In den 90er Jahren wurden den Russlanddeutschen die von vielen ersehnte Ausreise nach Deutschland ermöglicht. Doch die Heimat blieb manchem fremd. Inzwischen steigt die Zahl derer, die es zurück gen Osten zieht.

Von Nadja Baeva |
    Heute hat David Ibe einen guten Tag. Es ist schon 15 Uhr, und er hat sich noch kein Insulin spritzen müssen. Meistens ist der Zucker schon morgens früh so hoch, dass es ohne Medikamente einfach nicht geht. Außer Diabetes hat der Spätaussiedler noch Knochenschwund und Rückenprobleme. Schon in Russland war der 56-Jährige krank, aber hier hat sich sein Zustand verschlechtert.

    "Am Anfang habe ich daran gar nicht gedacht, dass wir irgendwann nach Russland zurückkehren wollen würden. Aber in den letzten drei Jahren ist die Entscheidung immer ernster geworden. Der jüngste Sohn hat auch gerade die Ausbildung beendet und geheiratet. Jetzt, da beide Kinder aus dem Haus sind, fahren wir zurück. Wir wollen in der Heimat sterben."

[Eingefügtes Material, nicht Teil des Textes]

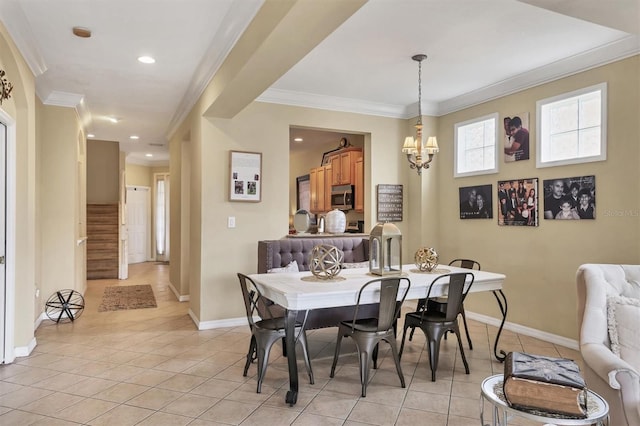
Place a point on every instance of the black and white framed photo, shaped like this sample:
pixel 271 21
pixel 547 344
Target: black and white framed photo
pixel 570 198
pixel 476 202
pixel 518 202
pixel 245 169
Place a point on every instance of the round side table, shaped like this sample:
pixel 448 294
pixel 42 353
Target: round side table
pixel 502 412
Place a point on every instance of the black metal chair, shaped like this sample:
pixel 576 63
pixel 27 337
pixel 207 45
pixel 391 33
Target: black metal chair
pixel 435 324
pixel 367 333
pixel 267 330
pixel 439 303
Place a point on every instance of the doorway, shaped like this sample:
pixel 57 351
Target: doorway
pixel 138 223
pixel 3 281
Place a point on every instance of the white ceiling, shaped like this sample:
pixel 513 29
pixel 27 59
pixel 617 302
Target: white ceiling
pixel 477 50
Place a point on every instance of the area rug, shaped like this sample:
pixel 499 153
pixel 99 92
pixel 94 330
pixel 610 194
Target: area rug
pixel 118 298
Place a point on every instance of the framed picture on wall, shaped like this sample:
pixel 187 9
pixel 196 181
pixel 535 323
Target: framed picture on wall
pixel 570 198
pixel 518 202
pixel 516 137
pixel 476 202
pixel 245 176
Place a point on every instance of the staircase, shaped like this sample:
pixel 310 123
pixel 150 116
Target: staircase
pixel 102 242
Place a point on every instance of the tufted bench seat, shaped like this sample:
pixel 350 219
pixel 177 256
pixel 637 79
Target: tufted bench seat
pixel 279 253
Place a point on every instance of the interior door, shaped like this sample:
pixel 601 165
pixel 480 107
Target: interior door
pixel 138 223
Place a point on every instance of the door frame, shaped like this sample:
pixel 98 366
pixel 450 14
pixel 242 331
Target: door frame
pixel 8 354
pixel 147 189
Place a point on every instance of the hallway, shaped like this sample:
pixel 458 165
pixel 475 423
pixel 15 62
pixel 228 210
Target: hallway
pixel 153 367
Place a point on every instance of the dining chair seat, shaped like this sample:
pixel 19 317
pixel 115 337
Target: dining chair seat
pixel 369 332
pixel 435 324
pixel 267 330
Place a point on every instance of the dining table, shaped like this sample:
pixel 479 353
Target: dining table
pixel 303 291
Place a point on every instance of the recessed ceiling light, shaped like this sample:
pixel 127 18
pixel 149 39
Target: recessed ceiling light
pixel 81 32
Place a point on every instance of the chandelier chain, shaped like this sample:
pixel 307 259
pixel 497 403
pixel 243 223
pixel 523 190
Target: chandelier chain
pixel 420 91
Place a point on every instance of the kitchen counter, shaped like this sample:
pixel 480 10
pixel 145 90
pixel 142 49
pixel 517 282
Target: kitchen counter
pixel 327 235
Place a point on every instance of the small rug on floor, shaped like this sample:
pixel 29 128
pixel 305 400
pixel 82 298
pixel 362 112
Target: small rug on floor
pixel 118 298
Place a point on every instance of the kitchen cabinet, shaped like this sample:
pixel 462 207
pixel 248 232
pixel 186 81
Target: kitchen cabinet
pixel 320 188
pixel 359 184
pixel 342 166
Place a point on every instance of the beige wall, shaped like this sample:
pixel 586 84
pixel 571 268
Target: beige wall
pixel 21 201
pixel 218 253
pixel 103 172
pixel 139 175
pixel 63 257
pixel 540 263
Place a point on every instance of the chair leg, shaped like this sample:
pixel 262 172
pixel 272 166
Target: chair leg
pixel 263 348
pixel 251 355
pixel 404 334
pixel 464 358
pixel 466 329
pixel 305 352
pixel 365 357
pixel 396 359
pixel 337 353
pixel 421 305
pixel 433 343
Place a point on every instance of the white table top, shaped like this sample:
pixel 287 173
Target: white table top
pixel 598 409
pixel 290 291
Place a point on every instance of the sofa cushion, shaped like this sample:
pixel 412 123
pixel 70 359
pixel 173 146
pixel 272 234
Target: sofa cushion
pixel 291 267
pixel 623 317
pixel 355 265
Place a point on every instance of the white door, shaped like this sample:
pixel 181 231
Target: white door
pixel 3 239
pixel 138 223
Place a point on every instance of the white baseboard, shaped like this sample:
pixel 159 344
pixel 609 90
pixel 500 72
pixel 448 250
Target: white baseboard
pixel 181 298
pixel 527 331
pixel 208 325
pixel 22 351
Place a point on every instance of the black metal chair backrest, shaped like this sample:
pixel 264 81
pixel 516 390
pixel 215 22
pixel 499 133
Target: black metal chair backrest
pixel 390 305
pixel 465 263
pixel 459 286
pixel 254 302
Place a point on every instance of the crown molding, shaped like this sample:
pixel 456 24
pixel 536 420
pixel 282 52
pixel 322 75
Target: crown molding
pixel 602 55
pixel 332 103
pixel 236 22
pixel 65 99
pixel 16 23
pixel 575 64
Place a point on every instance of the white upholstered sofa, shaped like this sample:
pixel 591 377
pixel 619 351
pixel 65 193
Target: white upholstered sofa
pixel 609 322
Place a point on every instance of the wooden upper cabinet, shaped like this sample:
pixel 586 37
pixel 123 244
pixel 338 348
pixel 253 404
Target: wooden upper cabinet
pixel 320 188
pixel 359 185
pixel 343 165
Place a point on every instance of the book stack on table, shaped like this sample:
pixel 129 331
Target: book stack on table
pixel 543 383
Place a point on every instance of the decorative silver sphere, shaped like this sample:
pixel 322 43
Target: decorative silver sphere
pixel 325 261
pixel 426 259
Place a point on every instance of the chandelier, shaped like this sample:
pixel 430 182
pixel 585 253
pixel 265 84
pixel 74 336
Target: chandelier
pixel 418 152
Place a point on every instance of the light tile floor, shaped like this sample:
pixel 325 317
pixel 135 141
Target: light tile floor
pixel 153 367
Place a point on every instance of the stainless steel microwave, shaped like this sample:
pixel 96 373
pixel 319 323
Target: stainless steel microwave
pixel 342 197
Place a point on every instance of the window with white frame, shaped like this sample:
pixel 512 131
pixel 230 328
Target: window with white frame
pixel 572 127
pixel 476 147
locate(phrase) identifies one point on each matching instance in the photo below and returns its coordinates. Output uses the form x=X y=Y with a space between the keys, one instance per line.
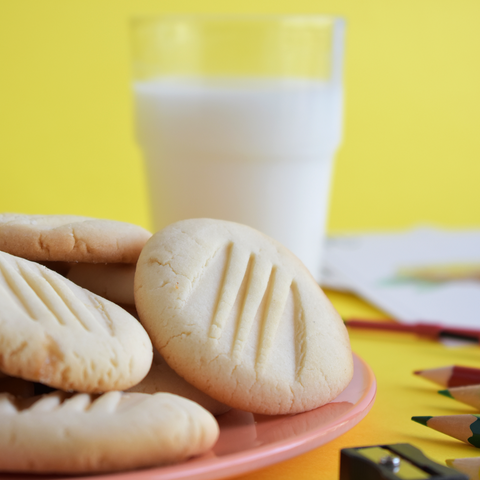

    Vor sieben Jahren, als der Spätaussiedler mit seiner Familie nach Bonn kam, schien alles in Ordnung zu sein. David und Maria Ibe haben schnell Deutsch gelernt. Sie sprechen zwar nicht perfekt, aber es reicht, um sich zu verständigen. Maria Ibe arbeitet als Raumpflegerin, ihr Mann hat bis vor kurzem auch gearbeitet, solange seine Gesundheit das zuließ. Aber richtig einleben konnten sich die beiden trotzdem nicht. Maria Ibe:

    "Ich fühle mich fremd hier. Ich habe immer noch Komplexe, dass ich nicht wie die Einheimischen Deutsch kann und es nie können werde. Und dann noch diese Spannung die ganze Zeit: Wir haben immer Angst, dass wir etwas falsch machen, Angst vor Briefen von Behörden. Wenn man mal was nicht bezahlt, dann landet man im Nu auf der Straße. Ich bin müde von dem Ganzen. Das macht mich fertig."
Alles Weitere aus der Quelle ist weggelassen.